Studies have shown that Project-based learning stretches student’s ability to understand concepts that would otherwise mean nothing to them. The main points during a PBL approach is not to memorize facts or only gather information. It is to give students the sense of a real-world learning experience. When students go through this kind of learning experience, the final product, which is one of the elements in Project Based Learning (PBL), is only a small chunk of what they were able to experience during the process. The process, the inquiry, the collaboration is much more important than the product itself. PBL takes students to learn on a different level. Thomas (2000, p.2) defines PBL as a teaching approach that involves complex tasks, based on challenging questions or problems.
PBL is not something that has suddenly appeared and is a new teaching methodology. Many philosophers and educators have talked about it before. Socrates (470-399 BC), Dewey (1859- 1957), Carl Rogers (1902 – 1987), Vygostsky (1896 -1934) and many others. They have all stressed the importance of placing students at the center of their learning while providing them with opportunities to investigate and propose solutions to real-life problems.
It all comes down to what we today call the 21st century skills: the main objective of learning is to be able make connections between what is happening inside the schools and real life. Unfortunately, our classes today have little link to life outside the school wall, making it harder for students to engaged in real learning.

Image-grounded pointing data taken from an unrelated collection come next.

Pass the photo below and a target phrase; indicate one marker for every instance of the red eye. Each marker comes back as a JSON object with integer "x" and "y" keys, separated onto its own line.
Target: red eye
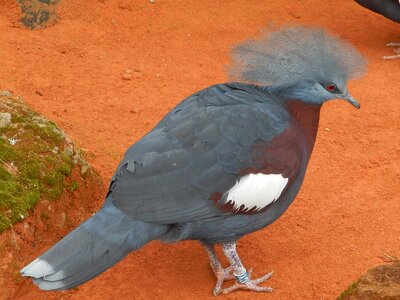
{"x": 331, "y": 87}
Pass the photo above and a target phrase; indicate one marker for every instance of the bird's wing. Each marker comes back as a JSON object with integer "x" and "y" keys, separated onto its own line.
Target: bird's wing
{"x": 199, "y": 148}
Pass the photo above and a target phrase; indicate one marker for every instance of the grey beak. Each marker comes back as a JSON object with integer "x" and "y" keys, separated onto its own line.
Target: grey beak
{"x": 351, "y": 100}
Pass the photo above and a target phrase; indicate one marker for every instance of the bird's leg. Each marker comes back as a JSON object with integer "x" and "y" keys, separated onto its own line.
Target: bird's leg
{"x": 397, "y": 51}
{"x": 220, "y": 273}
{"x": 243, "y": 278}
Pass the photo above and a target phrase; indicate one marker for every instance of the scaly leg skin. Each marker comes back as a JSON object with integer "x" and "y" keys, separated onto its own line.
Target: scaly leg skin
{"x": 397, "y": 51}
{"x": 243, "y": 278}
{"x": 220, "y": 273}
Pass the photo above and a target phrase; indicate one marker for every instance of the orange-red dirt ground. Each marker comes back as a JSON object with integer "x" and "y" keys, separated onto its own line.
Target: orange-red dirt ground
{"x": 348, "y": 211}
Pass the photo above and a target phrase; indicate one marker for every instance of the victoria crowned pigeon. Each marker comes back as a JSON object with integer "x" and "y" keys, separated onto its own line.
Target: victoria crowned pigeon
{"x": 225, "y": 162}
{"x": 389, "y": 9}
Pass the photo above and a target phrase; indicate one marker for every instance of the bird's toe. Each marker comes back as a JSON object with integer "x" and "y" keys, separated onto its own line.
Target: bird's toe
{"x": 251, "y": 285}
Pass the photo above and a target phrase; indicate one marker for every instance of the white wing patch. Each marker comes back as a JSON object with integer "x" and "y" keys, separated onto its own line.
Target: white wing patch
{"x": 256, "y": 190}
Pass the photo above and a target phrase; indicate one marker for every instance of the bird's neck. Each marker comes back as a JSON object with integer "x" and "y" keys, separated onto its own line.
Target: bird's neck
{"x": 306, "y": 118}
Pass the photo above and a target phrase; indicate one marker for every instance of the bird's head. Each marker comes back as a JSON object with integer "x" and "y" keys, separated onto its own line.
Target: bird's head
{"x": 299, "y": 63}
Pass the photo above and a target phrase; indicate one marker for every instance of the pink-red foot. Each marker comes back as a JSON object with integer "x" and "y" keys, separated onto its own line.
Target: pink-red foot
{"x": 221, "y": 274}
{"x": 250, "y": 285}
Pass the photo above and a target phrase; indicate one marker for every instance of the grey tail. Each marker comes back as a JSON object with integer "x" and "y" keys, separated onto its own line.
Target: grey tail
{"x": 90, "y": 249}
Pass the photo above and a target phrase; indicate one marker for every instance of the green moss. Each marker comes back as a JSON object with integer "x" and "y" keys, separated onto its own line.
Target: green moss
{"x": 73, "y": 186}
{"x": 348, "y": 291}
{"x": 32, "y": 163}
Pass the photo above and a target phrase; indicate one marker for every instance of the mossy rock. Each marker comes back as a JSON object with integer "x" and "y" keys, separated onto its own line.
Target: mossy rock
{"x": 382, "y": 282}
{"x": 36, "y": 158}
{"x": 38, "y": 14}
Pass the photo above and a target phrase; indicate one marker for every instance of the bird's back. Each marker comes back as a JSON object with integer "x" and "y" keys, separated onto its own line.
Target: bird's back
{"x": 182, "y": 170}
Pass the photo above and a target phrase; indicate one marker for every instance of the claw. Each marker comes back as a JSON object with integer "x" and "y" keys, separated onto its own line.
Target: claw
{"x": 251, "y": 285}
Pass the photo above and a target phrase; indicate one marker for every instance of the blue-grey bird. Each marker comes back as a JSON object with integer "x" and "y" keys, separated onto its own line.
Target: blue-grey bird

However, our main objective is to help our students become efficient problem solvers, capable of applying what they learn through these projects to real world issues around their communities and in the future, whatever their choices may be.
In order to do this, apart from developing projects, we know that one needs to develop skills and be conscious of certain habits in order to develop these skills. A “Habit of Mind” means having the agency to behave suitably to tackle a problem when confronted. To act adequately and intelligibly for a successful outcome. Skills alone are not enough. One needs to have certain attitudes and dispositions to act accordingly.
The Habits of Mind are an identified set of 16 problem solving, life related skills, necessary to effectively operate in society and promote strategic reasoning, insightfulness, perseverance, creativity and craftsmanship (Costa & Kallick, 2020). Although there are 16 of them, they are never performed isolated. One is always related to another. For example, when you listen to others—With understanding and empathy, you are also managing impulsivity and thinking flexibly. When these habits are understood by the students and referred to as behaviours that should be expected to be seen in the different stages of a project, the outcomes of our student’s learning skills are definitely enhanced.
Below are the 16 habits and ideas of how to apply them in the classroom:
Having read and understood the habits of mind, choose to work on three or four of them during different stages of the project. They can work as mental disciplines. Point out the different habits students should pay attention to while working on the project. It is an excellent challenge and students will definitely be able to notice which habit they might need working on. When they are stuck in thoughts and creativity, have them ask: What habit of mind should I work on now?